I am attempting to set up a local testing environment. We’re using Couchbase in Docker for our local dev. The company I’ve begun working for doesn’t have any automated testing, and the testing they do have runs against their dev db. This is causing problems and occasionally breaks a devs db unexpectedly. We are working in Ruby and using the Ruby SDK, for reference.
The other problem I have is that our bucket names are most often hard-coded in the DB. So, it would be a large lift (and fairly risky) to go through our codebase and attempt to move all of our bucket names to env variables.
The solution I figured would be easiest is to have two different couchbase containers - one for dev and one for test - and just point our test env at the test cluster and otherwise each cluster (dev and test) could be entirely identical. I’ve been trying to accomplish this with HAProxy, but having a lot of issues. It seems like there’s something about it that Couchbase doesn’t like.
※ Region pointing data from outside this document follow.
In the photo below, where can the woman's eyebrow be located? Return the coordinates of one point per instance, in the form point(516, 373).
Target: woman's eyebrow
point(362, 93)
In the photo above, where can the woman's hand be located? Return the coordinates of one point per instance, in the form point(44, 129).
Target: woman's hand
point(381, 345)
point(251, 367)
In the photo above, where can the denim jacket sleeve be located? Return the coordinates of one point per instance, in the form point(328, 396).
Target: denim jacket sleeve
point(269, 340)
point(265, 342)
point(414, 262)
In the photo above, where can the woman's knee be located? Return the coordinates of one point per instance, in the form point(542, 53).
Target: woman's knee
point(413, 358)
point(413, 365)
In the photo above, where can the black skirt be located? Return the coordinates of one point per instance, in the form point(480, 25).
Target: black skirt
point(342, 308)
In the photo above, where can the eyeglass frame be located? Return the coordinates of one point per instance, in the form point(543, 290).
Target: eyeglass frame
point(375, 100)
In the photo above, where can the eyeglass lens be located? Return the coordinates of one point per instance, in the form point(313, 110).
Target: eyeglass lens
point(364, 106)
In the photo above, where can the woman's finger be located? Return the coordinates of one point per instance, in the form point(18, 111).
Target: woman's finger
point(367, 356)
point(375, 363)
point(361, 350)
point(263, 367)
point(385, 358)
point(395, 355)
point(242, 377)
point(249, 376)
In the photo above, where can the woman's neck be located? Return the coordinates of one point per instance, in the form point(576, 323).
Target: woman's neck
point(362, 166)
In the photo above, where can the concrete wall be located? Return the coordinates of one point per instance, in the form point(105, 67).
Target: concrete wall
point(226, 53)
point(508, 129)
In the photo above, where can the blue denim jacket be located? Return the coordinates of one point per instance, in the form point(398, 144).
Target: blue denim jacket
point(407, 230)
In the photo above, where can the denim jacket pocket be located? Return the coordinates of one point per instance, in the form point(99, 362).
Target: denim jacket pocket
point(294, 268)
My idea was to use HAProxy to have something like “localhost/dev” and “localhost/test”. However, whenever I attempt to set that up, couchbase issues a 404. If I set up HAProxy to forward traffic directly to one of the servers, that seems to work though.
So, I guess I have a few questions.
- What is the ‘right’ way to do this? Should we just be doing this with buckets, and the fact that our buckets are hardcoded is a problem?
- Does anyone know what might be going on with HAProxy that couchbase doesn’t like?
Edit: Oh, one additional note. Our first thought was to just expose all the necessary ports and remap them, avoiding HAProxy altogether. It seems like there are some ports that are searched for by either phoning home or the RubySDK though, and so they only work for one container. Remapping those ports just causes errors.